En Occident, les organisations sont profondément préoccupées par les kidnappings et les disparitions des gens dans le Caucase du Nord. Les Tchétchènes de souche restent, parmi les réfugiés en provenance du Caucase du Nord, le groupe le plus important. Selon des sources non confirmées, de 2010 à 2012, environ 60 000 personnes ont quitté la Tchétchénie pour aller en Europe. Ce chiffre circule sur le Net et s’appuie sur des données du ministère des Affaires étrangères russe. Ce chiffre est considérable, étant donné qu’environ 100 000 Tchétchènes vivaient déjà en Europe occidentale auparavant. A elle seule, la diaspora tchétchène en France peut être évaluée à 30 000 personnes. D’importantes diasporas tchétchènes se trouvent en Autriche (25 000), en Belgique (17 000), en Allemagne (12 000), etc.. Même le Danemark accueille déjà un millier de réfugiés. Quant à la Norvège, des dizaines de milliers de Tchétchènes y vivent.
En Europe occidentale, on s’inquiète du caractère musulman des Tchétchènes, de ce qu’il pourrait y avoir parmi eux des éléments radicaux. Cependant, on constate généralement qu’une grande majorité de ces Tchétchènes adhèrent à un islam modéré. Il est vrai que, dans la presse européenne, on rapporte ça et là l’arrestation de radicaux. Le 1er mars, par exemple, les polices française et espagnole ont arrêté plusieurs Tchétchènes dans la banlieue parisienne. Les suspects pourraient être en lien avec une organisation terroriste démantelée en août dernier dans le sud de l’Espagne. Parallèlement, les autorités européennes rabotent peu à peu les applications aux demandeurs d’asile nord caucasiens du statut de réfugié. Selon le journal Die Presse, pendant de nombreuses années, le statut de réfugié a principalement concerné les Tchétchènes. Aujourd’hui, le nombre de décisions favorables est passé de 94% à 31% depuis 2010…

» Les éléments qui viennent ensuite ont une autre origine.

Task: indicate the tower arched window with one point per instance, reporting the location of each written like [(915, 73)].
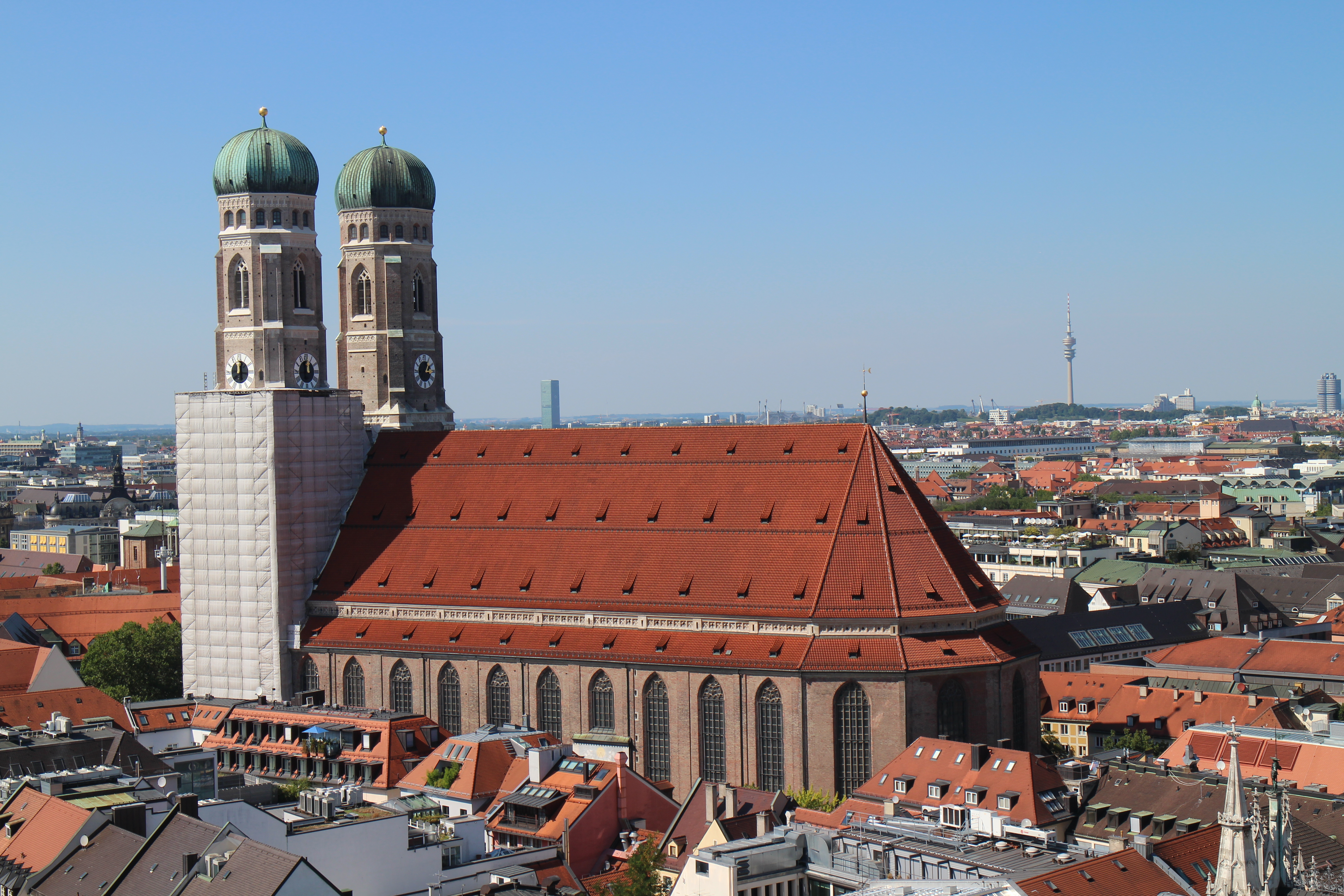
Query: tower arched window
[(498, 711), (300, 287), (601, 704), (312, 680), (854, 738), (401, 688), (362, 302), (769, 738), (450, 699), (240, 296), (417, 295), (354, 684), (549, 703), (952, 710), (713, 757), (1019, 711), (658, 749)]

Tous les réfugiés n’ont certes pas été persécutés pour leurs idées séparatistes ou pour avoir combattu pour la justice. De fait, un pourcentage significatif des demandeurs du statut de réfugié sont des gens qui recherchent un meilleur avenir pour leurs enfants. Cela a pour effet de rendre les choses plus compliquées pour recevoir ce statut. Ainsi, l’Allemagne, en 2012, a accordé seulement 240 statuts de réfugié à des Tchétchènes, chiffre contesté par des organisations russes de défense des droits (www.dw.de, le 15 novembre 2011).

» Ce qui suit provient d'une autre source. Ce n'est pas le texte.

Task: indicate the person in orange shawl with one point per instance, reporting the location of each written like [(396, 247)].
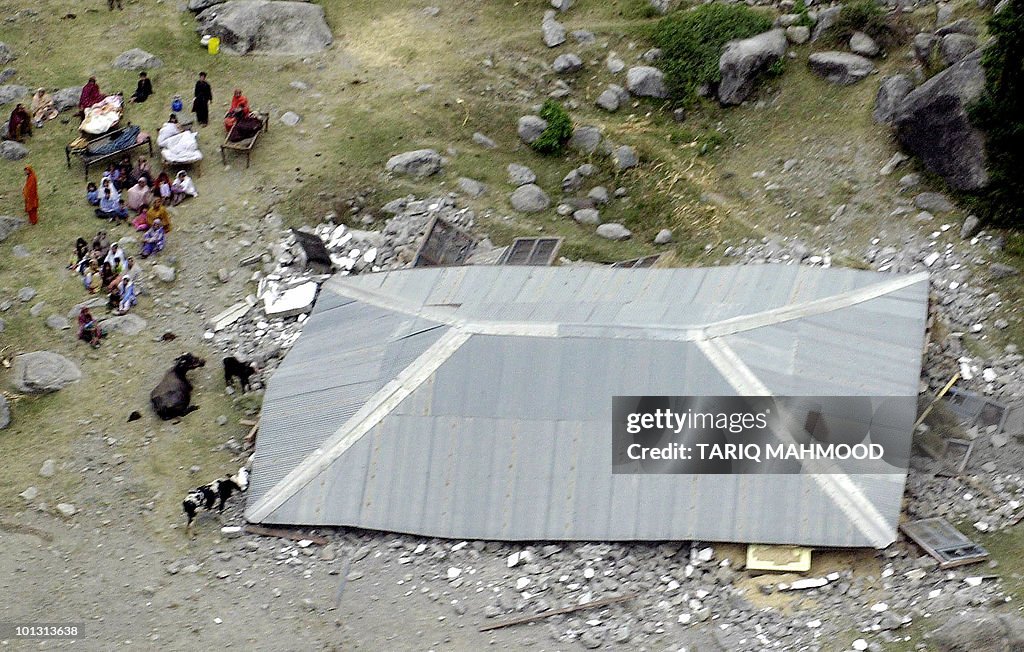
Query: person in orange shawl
[(240, 109), (31, 193)]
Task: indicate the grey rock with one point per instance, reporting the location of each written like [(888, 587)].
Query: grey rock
[(471, 187), (8, 225), (744, 59), (164, 272), (567, 63), (613, 230), (483, 141), (57, 322), (825, 18), (529, 128), (933, 203), (892, 92), (862, 44), (43, 372), (272, 28), (963, 26), (136, 59), (67, 98), (585, 139), (971, 227), (999, 270), (553, 31), (520, 174), (626, 158), (419, 163), (840, 68), (12, 150), (954, 47), (798, 34), (922, 46), (10, 92), (125, 323), (646, 81), (529, 199)]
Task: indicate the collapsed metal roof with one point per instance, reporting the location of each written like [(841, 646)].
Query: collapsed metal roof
[(474, 402)]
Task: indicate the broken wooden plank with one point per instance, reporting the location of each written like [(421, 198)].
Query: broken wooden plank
[(603, 602)]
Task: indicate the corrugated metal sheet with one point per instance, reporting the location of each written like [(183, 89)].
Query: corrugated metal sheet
[(510, 437)]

Les autorité tchétchènes (pro-Russe) à Grozny ont tenté d’empêcher les Tchétchènes d’émigrer en Occident et ont entrepris une campagne de discréditation des Tchétchènes vivant en Europe. Les émissaires de Grozny se rendaient en Europe pour tenter de convaincre les gouvernements européens que la situation dans le Caucase du Nord était normalisée. En outre, les autorités tchétchènes (pro-Russe) aimeraient établir un réseau de représentants officiels dans les pays occidentaux, mais ils n’ont pu réaliser leur projet du fait de l’opposition des pays européens. Ceci explique pourquoi il n’existe pas un seul centre tchétchène pro russe en Europe, alors que des douzaines de centres culturels et politiques soutenant l’indépendance tchétchène sont en place depuis longtemps. Ces centres contestent systématiquement les autorités russes. Par exemple, ces dix dernières années, un groupe de militants manifeste chaque mardi (de 18h30 à 19h30 ndlr) devant l’ambassade de Russie pour exiger du gouvernement russe le respect des droits de l’homme en Tchétchénie.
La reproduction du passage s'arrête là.